Dennis Tedlock discusses the reliability of the text of the popol Voh; notes that, in spite of some debates, the bulk of the book has a "clean bill of health."
Dennis Tedlock, “Creation in the Popol Vuh: A Hermeneutical Approach,” in Symbol and Meaning Beyond the Closed Community: Essays in Mesoamerican Ideas, ed. Gary H. Gossen (Studies on Culture and Society 1; New York: Institute for Mesoamerican Studies, 1986), 77
Generations, including such figures as Brinton and Morley, have held the Popol Vuh to be the most important single native-language text in all the New World, and much emphasis has been laid on the pre-Columbian character of its contents. But the Popol Voh also has contents that reflect the fact that it was written after the Conquest, contents that have long been a source of embarrassment for Americanists. Bandelier wrote a century ago that the Popol Vuh “appears to be, for the first chapters, an evident fabrication, or at least an accommodation of Indian mythology to Christian notions—a pious fraud. But the bulk is an equally evident collection of original traditions of the Indians of Guatemala” (Bandelier 1878:391). More recently, Edmonson called the Popol Voh’s opening creation story a “syncretistic paraphrase of Genesis” (1967:359), again leaving the bulk of the book with a clean bill of health.
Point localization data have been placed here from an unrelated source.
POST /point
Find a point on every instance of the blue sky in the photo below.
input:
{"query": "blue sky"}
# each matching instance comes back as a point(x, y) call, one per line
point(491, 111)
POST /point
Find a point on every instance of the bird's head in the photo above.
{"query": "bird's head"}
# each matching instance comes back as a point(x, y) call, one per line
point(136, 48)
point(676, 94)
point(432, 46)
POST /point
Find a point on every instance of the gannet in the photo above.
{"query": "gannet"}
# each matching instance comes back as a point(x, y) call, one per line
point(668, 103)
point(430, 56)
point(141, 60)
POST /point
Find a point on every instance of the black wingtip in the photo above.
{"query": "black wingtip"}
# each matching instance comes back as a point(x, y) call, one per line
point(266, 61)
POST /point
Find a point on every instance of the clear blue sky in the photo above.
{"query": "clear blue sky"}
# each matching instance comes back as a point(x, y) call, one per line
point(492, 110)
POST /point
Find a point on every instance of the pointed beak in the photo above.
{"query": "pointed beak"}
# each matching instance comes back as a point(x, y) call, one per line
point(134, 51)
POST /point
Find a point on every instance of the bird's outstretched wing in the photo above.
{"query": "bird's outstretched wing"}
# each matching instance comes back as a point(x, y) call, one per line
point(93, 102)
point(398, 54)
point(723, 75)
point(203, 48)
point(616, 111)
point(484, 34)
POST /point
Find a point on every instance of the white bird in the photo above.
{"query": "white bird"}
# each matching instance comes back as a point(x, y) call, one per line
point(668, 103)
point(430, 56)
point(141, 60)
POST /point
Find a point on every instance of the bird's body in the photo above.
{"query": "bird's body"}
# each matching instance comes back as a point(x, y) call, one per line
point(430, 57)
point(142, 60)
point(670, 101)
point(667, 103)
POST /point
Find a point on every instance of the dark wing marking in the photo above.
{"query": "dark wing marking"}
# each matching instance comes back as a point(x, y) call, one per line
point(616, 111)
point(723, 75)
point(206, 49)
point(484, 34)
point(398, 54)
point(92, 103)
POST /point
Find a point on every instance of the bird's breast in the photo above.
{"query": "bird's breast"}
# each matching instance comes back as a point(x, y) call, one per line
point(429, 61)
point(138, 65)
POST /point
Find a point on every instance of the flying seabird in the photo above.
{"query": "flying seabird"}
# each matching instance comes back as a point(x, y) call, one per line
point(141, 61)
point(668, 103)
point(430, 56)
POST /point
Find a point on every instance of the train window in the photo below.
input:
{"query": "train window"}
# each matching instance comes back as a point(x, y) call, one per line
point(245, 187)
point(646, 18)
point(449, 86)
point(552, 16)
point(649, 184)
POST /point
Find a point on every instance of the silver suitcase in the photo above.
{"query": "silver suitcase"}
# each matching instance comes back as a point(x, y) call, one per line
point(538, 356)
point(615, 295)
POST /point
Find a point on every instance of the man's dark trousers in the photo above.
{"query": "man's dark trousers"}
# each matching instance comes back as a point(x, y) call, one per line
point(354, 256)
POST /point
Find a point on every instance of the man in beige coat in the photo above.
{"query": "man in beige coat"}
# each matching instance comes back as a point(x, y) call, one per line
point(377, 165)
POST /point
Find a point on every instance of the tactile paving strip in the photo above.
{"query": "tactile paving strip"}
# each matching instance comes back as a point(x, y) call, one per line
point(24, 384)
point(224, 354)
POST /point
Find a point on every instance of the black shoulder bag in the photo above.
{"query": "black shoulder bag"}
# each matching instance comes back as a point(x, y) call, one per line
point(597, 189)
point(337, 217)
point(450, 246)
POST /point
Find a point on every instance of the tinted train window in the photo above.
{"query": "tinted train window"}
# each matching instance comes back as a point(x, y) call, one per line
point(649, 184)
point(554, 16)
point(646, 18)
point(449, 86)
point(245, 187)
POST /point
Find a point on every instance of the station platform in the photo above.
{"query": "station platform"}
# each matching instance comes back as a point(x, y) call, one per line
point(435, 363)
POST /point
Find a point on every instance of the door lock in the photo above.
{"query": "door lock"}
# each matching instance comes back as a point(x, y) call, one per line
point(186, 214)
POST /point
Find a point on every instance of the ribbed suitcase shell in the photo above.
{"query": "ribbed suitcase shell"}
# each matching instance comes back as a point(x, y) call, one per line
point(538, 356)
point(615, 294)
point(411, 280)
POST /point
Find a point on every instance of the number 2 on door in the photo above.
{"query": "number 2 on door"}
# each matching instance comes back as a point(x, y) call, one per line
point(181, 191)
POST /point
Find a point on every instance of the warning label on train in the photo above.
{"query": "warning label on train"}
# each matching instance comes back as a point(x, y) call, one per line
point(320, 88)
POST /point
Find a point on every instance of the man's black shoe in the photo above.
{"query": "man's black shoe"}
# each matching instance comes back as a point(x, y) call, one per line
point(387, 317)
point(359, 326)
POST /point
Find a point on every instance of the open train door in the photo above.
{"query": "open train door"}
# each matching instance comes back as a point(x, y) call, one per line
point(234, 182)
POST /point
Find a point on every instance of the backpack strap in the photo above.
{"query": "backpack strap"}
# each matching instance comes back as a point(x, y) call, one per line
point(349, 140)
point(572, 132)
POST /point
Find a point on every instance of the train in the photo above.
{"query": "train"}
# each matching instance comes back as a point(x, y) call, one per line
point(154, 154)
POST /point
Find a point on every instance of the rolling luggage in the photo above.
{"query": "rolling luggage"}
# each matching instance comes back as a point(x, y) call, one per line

Both these scholars make an issue of aboriginality, one of them recognizing that positive quality in all but the opening section and the other calling the opening a “paraphrase” of a nonindigenous book. What Bandelier called a “pious fraud” is given by Edmonson the more subtle term “syncretism,” but even syncretism carries negative connotations that go all the way back into Old World antiquity and were very much alive when anthropologists borrowed the term from modern historians of religion.